Sushi outlets penalised a huge $125,700 for $19,000 in underpayments

The operators of two sushi outlets in Queensland have been penalised for ripping off workers.

The underpayments totalled $19,467 over a three month period in 2017, and involved nine staff.

The Federal Circuit Court found that while the underpayments were not deliberate, was they were “grossly reckless.”

Consequently, it imposed $125,700 in penalties.

Sushi outlets failed to pay wages and superannuation

Fair Work inspectors visited two ‘Sushi 79’ outlets at Brassall in Ipswich and Currimundi on the Sunshine Coast as a result of a wider audit operation.

They discovered A & K Property Services, which owns the stores, underpaid nine visa holders a total of $19,467 in wages and $7,416 in superannuation.
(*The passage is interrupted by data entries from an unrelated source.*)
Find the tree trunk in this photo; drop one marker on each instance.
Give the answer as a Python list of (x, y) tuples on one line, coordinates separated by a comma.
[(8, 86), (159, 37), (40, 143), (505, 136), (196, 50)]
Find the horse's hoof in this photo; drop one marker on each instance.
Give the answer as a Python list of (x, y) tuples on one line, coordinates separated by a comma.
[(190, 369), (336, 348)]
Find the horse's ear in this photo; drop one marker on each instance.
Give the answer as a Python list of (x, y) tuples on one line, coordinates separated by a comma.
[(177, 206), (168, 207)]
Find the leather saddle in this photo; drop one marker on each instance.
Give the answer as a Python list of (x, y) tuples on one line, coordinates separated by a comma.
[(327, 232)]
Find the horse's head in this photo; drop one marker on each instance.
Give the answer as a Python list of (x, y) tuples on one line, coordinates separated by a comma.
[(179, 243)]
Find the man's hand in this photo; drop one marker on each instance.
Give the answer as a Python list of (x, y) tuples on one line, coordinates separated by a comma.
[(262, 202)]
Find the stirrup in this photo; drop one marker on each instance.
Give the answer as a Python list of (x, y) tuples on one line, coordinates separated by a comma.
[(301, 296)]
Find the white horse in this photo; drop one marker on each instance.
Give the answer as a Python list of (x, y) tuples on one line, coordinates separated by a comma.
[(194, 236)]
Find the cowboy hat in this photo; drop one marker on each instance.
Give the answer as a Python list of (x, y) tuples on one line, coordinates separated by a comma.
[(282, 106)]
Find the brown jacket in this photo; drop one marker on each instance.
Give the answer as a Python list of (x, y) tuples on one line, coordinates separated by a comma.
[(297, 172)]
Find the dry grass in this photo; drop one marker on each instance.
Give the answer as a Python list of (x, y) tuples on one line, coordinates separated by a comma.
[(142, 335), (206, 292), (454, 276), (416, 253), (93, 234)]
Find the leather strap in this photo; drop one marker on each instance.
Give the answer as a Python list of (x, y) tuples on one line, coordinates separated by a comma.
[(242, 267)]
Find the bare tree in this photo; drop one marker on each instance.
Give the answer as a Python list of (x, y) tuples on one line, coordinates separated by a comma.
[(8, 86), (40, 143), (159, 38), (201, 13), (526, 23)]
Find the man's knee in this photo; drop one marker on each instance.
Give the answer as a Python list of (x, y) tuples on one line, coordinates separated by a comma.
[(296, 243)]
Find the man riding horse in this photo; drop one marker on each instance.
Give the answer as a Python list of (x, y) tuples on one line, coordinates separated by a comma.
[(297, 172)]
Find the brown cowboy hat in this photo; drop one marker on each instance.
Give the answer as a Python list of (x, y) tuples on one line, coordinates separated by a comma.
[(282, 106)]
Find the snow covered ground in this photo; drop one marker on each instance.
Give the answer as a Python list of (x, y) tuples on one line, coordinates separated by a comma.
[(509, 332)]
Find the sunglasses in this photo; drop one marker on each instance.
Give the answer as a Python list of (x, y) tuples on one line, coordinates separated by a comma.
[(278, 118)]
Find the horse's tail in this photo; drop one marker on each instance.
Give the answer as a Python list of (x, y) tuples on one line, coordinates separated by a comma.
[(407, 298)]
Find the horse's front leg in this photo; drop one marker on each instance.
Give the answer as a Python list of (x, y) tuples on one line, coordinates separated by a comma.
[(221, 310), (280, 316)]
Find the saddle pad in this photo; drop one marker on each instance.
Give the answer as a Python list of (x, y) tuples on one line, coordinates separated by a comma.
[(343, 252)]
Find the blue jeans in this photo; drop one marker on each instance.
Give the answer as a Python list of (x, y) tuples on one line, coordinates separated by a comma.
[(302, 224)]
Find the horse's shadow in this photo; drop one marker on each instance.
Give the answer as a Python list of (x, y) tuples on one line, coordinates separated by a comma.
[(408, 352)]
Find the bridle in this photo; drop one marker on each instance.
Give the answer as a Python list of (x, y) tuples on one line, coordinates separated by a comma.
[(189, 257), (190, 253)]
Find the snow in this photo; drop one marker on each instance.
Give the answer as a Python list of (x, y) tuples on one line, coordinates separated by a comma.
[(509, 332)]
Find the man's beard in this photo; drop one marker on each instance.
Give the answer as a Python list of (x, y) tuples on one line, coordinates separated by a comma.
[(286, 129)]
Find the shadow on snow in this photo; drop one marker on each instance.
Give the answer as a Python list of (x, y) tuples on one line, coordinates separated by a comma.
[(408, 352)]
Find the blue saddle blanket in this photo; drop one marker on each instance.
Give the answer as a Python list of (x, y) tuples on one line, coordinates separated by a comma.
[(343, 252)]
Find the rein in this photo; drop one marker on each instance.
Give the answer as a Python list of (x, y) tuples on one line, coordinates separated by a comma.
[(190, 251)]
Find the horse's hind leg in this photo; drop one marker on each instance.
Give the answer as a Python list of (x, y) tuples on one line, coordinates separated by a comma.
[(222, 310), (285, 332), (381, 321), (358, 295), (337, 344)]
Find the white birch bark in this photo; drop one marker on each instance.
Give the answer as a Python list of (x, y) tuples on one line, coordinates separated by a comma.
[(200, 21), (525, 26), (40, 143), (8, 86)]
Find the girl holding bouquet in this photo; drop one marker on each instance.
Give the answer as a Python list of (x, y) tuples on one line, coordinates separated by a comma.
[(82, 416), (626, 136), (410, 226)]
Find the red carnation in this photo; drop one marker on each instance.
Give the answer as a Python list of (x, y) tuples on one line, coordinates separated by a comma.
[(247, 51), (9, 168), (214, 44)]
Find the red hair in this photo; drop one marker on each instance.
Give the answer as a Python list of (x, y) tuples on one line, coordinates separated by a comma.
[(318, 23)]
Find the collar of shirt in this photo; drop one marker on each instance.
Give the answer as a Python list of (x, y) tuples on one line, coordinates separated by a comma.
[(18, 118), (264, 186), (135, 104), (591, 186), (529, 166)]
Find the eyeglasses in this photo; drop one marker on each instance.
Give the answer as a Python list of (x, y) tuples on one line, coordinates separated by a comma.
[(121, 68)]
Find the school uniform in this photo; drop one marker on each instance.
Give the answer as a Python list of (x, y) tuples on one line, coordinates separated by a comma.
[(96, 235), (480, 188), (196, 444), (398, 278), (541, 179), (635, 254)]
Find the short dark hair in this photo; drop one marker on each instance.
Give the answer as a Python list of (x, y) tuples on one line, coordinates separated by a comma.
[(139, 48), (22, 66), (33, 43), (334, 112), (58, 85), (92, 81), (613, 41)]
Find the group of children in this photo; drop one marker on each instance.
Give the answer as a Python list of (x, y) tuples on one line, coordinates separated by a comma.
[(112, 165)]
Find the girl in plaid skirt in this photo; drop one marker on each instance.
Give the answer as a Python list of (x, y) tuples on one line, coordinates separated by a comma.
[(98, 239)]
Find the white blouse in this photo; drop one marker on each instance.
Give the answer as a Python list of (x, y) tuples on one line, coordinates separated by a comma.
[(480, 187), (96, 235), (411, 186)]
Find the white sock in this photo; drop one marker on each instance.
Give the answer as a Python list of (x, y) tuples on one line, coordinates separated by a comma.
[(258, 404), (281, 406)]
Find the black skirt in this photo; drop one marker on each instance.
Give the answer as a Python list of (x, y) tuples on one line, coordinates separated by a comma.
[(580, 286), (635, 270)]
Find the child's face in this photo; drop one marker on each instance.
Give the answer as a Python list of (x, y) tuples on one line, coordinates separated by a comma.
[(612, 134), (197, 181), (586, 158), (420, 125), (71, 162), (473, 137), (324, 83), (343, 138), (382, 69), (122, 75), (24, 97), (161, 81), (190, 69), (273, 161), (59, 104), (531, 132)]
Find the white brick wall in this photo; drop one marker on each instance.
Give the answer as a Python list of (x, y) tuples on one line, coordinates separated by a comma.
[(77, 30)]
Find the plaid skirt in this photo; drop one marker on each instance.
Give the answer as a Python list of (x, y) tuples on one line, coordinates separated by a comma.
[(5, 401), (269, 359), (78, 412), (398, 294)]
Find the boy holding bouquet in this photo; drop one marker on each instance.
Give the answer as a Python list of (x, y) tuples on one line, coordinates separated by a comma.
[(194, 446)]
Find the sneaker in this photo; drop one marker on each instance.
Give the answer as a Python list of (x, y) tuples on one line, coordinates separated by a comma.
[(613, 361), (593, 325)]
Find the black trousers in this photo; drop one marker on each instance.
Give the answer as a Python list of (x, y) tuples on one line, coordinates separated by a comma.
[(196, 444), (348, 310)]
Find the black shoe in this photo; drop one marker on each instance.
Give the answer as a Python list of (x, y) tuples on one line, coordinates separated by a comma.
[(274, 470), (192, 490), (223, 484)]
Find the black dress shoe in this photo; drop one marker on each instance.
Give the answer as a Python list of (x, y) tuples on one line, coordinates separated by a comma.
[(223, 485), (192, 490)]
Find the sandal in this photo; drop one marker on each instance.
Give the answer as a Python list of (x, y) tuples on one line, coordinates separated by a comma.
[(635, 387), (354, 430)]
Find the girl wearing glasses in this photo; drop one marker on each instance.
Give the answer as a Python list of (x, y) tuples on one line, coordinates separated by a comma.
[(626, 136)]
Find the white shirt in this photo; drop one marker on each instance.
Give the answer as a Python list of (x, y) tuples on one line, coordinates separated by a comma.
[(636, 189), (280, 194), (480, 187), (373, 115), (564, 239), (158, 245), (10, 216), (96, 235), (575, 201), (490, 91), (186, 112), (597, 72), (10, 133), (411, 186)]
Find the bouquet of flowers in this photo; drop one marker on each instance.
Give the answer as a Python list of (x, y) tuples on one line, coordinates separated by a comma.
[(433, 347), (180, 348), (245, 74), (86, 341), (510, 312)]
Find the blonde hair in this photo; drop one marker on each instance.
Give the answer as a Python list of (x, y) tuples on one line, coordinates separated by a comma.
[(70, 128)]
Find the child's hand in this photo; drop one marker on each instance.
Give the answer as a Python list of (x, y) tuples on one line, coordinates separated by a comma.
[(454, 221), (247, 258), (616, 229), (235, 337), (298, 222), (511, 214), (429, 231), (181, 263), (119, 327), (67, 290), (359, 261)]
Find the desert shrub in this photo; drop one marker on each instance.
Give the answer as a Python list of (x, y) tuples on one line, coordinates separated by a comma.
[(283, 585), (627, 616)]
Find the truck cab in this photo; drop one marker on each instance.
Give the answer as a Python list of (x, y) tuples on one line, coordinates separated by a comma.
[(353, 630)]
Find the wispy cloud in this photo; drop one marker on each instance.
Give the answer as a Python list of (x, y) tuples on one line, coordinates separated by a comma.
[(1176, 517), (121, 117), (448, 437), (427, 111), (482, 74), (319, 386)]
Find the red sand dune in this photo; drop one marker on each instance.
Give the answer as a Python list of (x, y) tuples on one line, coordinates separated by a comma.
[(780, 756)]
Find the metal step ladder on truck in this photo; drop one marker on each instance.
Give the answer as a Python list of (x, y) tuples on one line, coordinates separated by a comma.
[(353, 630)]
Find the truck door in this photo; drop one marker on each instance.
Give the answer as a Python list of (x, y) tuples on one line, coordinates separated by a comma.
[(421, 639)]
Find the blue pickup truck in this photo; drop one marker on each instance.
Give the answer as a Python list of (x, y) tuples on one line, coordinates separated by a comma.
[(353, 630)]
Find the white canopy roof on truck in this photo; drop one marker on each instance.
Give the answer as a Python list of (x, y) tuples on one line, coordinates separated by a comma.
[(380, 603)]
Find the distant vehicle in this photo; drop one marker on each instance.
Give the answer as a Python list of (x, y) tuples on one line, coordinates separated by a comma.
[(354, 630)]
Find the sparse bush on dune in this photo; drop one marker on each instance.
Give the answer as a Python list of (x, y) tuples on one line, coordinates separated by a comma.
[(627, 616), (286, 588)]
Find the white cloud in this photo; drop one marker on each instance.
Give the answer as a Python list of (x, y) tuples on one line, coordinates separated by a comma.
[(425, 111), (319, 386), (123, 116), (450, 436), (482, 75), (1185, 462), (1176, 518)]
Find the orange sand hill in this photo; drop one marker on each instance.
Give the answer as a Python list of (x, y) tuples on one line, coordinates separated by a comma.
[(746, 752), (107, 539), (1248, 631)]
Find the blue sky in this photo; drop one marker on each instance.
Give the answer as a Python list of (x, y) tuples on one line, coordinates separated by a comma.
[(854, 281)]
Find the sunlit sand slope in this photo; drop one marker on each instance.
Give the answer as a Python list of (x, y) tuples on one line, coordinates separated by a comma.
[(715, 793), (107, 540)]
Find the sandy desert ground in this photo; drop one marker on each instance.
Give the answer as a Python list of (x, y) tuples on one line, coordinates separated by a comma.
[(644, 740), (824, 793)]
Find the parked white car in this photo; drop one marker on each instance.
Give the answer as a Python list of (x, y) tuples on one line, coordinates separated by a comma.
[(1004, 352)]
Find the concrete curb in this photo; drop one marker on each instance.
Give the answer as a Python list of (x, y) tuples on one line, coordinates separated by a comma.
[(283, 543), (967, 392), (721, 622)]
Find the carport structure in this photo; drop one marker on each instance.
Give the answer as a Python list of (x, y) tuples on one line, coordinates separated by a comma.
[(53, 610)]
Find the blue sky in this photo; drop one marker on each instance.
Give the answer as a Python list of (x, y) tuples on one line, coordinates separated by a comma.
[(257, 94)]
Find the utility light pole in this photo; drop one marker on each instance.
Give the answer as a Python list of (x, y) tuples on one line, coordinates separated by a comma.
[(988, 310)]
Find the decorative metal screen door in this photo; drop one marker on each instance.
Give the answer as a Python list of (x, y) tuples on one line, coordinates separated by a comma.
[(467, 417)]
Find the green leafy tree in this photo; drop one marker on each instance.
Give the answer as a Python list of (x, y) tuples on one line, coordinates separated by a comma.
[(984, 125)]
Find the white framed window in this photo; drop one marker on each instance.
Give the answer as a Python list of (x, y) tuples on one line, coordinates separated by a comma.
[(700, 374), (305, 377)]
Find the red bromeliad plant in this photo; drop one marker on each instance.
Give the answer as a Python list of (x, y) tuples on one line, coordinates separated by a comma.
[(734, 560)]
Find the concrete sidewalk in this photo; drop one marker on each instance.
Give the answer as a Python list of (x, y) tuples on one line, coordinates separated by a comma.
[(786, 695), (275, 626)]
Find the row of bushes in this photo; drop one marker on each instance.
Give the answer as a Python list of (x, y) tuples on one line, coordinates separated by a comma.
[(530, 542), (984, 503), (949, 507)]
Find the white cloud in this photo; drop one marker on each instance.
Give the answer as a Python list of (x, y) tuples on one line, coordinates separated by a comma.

For example, the company failed to pay:

  • legal minimum ordinary hourly rates,
  • weekend penalty rates and
  • overtime rates.

As a result, individual underpayments ranged from $214 to $4,857.

In addition, the company failed to accrue annual leave and personal leave entitlements.

The workers are all South Korean nationals, and are in Australia on various visas.

Furthermore, inspectors found the company failed to keep proper time and wages records in addition to failing to issue pay slips.

Breaches ‘particularly serious’

Judge Michael Jarrett described the record-keeping breaches as “particularly serious”:

“When an employer does not make and keep employment records, an effective safety net for employees is difficult to maintain and results in those employees being more vulnerable to exploitation.

“I am satisfied that the respondents’ conduct, whilst not deliberate, was plainly grossly reckless.”

As a result, Judge Jarrett ordered A & K Property Services to pay $108,000 in penalties, and director Yong Sin Kim to pay $10,600.

Additionally, fellow directors Hyun Jun Kang and Jungpyo Lee were each penalised $3,550.

Poor record keeping can cost

Industrial advocate Miles Heffernan from said the case highlights the consequences of poor record keeping.

“Employers must keep accurate time and wage records,” he said.

“And they must provide pay slips to their employees within one day of their pay day.”